Does bail offer a solution?

In other countries, such as the United States, bail is regularly used in cases of suspension of pre-trial detention. A bail is a financial deposit paid by a defendant to be allowed to remain at liberty pending trial. The idea behind bail is that a defendant puts down money as a guarantee that they will comply with the conditions of the trial, such as appearing at hearings. If the defendant does not comply with the conditions, bail can be withheld by the court. In the Netherlands, the possibility of releasing a suspect on bail also exists. However, judges are often reluctant, partly because it is difficult to find a suitable case.

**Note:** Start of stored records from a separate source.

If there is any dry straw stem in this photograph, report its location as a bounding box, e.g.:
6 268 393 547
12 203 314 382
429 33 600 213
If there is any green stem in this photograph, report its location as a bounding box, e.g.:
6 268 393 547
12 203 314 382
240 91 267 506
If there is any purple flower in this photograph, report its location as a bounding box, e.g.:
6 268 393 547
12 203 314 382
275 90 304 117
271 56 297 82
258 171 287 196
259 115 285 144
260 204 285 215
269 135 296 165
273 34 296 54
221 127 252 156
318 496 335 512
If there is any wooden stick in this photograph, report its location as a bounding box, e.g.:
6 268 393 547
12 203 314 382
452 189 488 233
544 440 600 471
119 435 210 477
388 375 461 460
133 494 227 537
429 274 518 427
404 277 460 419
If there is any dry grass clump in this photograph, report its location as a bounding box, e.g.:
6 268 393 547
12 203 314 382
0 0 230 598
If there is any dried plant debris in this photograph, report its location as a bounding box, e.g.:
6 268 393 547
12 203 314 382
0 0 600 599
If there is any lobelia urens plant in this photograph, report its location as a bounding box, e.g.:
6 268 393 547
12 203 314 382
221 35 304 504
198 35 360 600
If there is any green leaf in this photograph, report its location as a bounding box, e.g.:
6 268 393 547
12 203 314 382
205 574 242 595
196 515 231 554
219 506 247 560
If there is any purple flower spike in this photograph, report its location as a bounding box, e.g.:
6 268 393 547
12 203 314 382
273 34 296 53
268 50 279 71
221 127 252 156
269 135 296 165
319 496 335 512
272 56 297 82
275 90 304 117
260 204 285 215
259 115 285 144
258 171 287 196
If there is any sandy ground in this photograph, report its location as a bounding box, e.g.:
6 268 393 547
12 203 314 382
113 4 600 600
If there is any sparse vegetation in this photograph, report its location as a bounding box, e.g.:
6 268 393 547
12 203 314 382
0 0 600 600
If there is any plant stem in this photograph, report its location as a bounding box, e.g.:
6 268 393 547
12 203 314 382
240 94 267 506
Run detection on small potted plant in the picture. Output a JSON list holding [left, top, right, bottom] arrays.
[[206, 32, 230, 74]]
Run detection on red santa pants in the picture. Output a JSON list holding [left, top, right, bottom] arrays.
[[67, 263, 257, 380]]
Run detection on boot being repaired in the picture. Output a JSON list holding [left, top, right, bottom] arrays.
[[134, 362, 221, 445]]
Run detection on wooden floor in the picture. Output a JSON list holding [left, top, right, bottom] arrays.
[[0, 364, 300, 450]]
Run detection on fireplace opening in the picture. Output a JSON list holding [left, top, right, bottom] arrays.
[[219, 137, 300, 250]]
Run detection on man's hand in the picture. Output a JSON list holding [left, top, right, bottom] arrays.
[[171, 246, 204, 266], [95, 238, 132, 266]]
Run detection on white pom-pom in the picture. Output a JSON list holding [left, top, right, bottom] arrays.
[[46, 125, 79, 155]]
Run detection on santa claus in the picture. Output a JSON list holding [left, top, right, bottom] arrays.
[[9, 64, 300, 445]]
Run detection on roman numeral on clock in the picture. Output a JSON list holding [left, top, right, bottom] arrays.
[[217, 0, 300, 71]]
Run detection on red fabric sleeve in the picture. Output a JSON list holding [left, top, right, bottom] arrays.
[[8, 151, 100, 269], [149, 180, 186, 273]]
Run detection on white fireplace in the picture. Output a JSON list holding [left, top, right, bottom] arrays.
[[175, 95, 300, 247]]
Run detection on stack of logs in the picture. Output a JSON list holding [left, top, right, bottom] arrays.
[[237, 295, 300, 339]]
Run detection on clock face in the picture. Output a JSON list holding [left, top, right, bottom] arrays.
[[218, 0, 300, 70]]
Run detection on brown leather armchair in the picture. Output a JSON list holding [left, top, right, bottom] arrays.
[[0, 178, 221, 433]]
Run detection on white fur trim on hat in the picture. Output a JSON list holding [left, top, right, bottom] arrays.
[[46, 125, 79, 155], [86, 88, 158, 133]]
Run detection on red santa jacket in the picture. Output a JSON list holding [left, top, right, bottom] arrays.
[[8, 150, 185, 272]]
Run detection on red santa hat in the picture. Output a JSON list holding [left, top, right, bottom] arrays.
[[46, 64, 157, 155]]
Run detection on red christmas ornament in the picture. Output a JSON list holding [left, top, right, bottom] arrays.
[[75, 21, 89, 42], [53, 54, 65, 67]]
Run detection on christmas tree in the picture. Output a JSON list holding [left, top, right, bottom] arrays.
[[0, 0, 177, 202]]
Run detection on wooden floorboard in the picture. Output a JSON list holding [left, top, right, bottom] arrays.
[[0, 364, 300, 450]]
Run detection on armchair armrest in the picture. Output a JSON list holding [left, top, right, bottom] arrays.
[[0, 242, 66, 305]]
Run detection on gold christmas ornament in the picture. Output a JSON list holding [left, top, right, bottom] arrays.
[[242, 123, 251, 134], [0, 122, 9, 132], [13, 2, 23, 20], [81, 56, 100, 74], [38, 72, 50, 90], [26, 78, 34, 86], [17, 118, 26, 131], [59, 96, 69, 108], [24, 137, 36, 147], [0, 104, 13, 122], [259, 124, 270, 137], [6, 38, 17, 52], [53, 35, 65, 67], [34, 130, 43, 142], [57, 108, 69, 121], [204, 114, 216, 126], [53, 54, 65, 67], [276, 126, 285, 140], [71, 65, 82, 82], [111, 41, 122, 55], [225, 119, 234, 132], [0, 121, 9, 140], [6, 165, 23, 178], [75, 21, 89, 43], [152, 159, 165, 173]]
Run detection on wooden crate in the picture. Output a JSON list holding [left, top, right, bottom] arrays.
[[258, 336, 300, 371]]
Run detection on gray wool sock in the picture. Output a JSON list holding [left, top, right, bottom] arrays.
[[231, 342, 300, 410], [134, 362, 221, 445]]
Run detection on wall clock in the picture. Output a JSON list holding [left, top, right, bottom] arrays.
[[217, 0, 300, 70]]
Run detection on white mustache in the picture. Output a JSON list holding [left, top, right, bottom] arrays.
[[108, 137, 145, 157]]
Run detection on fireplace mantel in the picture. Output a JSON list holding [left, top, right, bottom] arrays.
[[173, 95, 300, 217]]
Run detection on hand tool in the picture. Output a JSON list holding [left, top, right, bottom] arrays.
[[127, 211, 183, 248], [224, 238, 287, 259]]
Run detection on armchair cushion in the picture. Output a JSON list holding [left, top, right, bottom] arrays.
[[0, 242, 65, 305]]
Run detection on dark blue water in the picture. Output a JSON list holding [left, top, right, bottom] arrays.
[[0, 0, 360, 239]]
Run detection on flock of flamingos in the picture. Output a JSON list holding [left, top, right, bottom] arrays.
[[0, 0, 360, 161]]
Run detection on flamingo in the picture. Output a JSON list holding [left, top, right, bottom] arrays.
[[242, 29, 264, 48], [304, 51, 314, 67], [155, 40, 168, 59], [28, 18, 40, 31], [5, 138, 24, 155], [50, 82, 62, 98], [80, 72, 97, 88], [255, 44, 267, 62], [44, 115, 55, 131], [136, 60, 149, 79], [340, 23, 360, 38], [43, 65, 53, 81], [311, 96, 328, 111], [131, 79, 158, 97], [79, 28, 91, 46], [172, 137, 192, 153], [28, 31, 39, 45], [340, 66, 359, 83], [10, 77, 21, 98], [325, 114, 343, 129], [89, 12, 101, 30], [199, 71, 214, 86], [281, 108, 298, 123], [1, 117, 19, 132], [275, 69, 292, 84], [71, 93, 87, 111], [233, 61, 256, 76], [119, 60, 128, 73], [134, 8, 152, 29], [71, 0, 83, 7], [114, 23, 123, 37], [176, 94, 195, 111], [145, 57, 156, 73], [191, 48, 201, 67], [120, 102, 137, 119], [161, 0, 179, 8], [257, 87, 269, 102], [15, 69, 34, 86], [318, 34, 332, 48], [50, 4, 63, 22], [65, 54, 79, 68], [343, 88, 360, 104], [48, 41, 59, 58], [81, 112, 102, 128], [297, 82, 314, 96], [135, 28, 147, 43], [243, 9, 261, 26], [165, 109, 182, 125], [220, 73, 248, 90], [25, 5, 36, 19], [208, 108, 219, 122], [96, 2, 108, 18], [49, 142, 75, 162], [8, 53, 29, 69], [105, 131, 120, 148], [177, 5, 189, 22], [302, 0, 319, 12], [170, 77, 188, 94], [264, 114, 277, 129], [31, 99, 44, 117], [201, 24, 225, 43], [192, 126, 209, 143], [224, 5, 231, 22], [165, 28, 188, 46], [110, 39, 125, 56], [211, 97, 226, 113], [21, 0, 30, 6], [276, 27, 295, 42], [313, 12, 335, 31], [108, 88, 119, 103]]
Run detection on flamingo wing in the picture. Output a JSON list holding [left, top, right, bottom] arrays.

Struijk explains that in the Netherlands, the system of pre-trial detention is strictly regulated. Judges first assess whether there is a case and grounds for pre-trial detention. They also consider whether there are serious objections against the suspect. All this determines whether the suspect can be detained during the proceedings.  Only then is it considered whether the suspect should also be detained, or whether it is appropriate to suspend pre-trial detention, possibly subject to conditions such as the payment of bail. In this context, Struijk also points to the anticipation requirement that judges must consider in their decision. The anticipation requirement means that pre-trial detention can only be ordered if the expected sentence is at least as long as the length of pre-trial detention. “For example, if someone will not receive a sentence of more than two years in prison on appeal, it is legally difficult to justify keeping them in pre-trial detention for three years”, Struijk explains.

The paradox

In De Telegraaf, Struijk argues that there is a paradox: “It feels strange to first decide that someone should be detained on legal grounds, and then still investigate whether they can be released against, for example, payment of bail. This sequence helps explain why the Netherlands leads in the number of people in pre-trial detention. We would have to fundamentally reverse our system if we want to apply bail more often. The starting point should then be that suspects await their trial at liberty, unless there are compelling reasons to detain them.”